Image: NASA/Roscosmos

Edinburgh, 31 August 2021. – Russian cosmonauts discovered small cracks in the International Space Station (ISS)’ Zarya module, according to Reuters.

The fissures are superficial but may spread over time, the report said. It is unclear whether the cracks are causing any air leaks from the orbiting lab.

Zarya was launched in November 1998. It is part of the ISS’ Russian segment and was the first piece of the station to reach orbit.

This is not the first time cracks have been found on the ISS as fissures detected in September 2019 in the Russian Zvezda module caused a small air leak. Cosmonauts patched these cracks in but last month, Roscosmos reported a further drop in air pressure in the module. In 2016, ESA astronaut Tim Peake also posted a photo of a chip in the window of the ISS. Then, a hole was found in the Canadarm robotic arm earlier this year.
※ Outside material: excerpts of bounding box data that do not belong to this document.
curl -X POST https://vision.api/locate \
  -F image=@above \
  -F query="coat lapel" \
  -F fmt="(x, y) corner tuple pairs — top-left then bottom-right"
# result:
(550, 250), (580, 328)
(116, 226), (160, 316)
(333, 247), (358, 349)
Most of the equipment of the ISS is starting to age. Vladimir Solovyov, chief engineer of rocket and space corporation Energia told RIA news agency that there could be an “avalanche of broken equipment” after 2025.

Ageing is not the only reason these fissures occur as space debris may damage the spacecraft as well. The crew on the ISS has had to be evacuated multiple times because of close encounters with bigger pieces. Undetectable pieces (under 10 cm) cause big problems too as the damage they cause is only discovered at a later date.